On the occasion of Women’s History Month, and in conjunction with the National Museum of Women in the Arts’ second annual #5WomenArtists campaign, we're highlighting five women artists with works in our collection each Wednesday this month. This week we focus on artists who were active in the 1970s, ’80s, ’90s, and beyond.
Louise Bourgeois’s emotionally charged work pulls from highly autobiographical roots. A fundamental part of her practice revolves around memory, as she dealt with the traumas of her past through a cathartic artmaking experience. The Albright-Knox owns five works by Bourgeois, including Nature Study (Pink Eyes), 1984, which is currently on view in the 1962 Building. Her repeated use of eyes in her work underscores her belief in the validity and importance of vision and communication.
Tracey Emin is perhaps best known for the witty and highly sexual text that appears in her work.
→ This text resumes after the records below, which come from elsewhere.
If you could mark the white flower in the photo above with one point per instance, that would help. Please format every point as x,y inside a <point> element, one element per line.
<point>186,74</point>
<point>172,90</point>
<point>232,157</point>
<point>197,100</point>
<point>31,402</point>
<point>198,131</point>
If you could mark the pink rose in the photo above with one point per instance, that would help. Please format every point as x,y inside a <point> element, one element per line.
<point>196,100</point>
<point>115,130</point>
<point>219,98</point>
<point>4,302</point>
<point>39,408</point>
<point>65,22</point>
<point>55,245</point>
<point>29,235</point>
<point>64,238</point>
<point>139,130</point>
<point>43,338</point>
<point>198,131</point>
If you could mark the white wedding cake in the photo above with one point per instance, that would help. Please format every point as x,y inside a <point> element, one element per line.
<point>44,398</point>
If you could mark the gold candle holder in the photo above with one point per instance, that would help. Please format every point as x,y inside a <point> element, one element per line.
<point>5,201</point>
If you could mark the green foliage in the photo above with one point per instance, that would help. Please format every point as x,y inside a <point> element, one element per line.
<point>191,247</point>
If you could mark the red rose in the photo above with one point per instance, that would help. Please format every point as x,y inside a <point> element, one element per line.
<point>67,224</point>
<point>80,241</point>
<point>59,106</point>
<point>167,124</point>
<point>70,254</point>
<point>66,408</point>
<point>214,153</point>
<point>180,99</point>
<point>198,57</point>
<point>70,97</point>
The white neon words that spell out the title of the Albright-Knox’s Only God Knows I’m Good, 2009 (produced 2011), suggest that Emin’s bad-girl image has become so ubiquitous that only a higher power could be aware of her more angelic side. This work was installed in the Sculpture Court above the doors overlooking the Delaware Stairs for DECADE: Contemporary Collecting 2002–2012 in 2012 and remains there today.
Many of Jenny Holzer’s works focus on the printed word. In 1990, to accompany Jenny Holzer: The Venice Installation—originally organized by Albright-Knox Chief Curator Michael Auping for the 1990 Venice Biennale—Holzer created four marble benches specifically for the Albright-Knox’s Sculpture Court. Holzer’s signature themes of “sex, death, and war” are reflected in the selections from her “Truisms,” “Inflammatory Essays,” “Survival,” and “Under a Rock” series that are engraved on Untitled (The Buffalo Installation), 1991.
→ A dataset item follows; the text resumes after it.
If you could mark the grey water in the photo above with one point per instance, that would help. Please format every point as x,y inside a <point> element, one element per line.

Since her career began in the late 1970s, Sherrie Levine has continually appropriated works by male modern masters as a means to comment on issues of originality, authorship, and authenticity. The Albright-Knox’s Equivalents: After Stieglitz 1–18, 2006, consists of 18 digitized and pixilated photographic prints after American photographer Alfred Stieglitz’s series “Equivalents,” 1922–35, which featured analogue images of clouds that are understood to be abstract correlatives of Stieglitz’s own experiences and feelings.
Cindy Sherman is among the most well-known photographers working today, using herself as various fictive protagonists in allegorical and imaginative worlds, including in her iconic “Untitled Film Still” series. Several of Sherman’s 29 works in the Albright-Knox’s collection were recently on view in 2012’s Wish You Were Here: The Buffalo Avant-garde in the 1970s alongside the first re-creation of her A Play of Selves since its original 1976 installation at Hallwalls, which she helped found in 1974 with Charles Clough, Robert Longo, and others.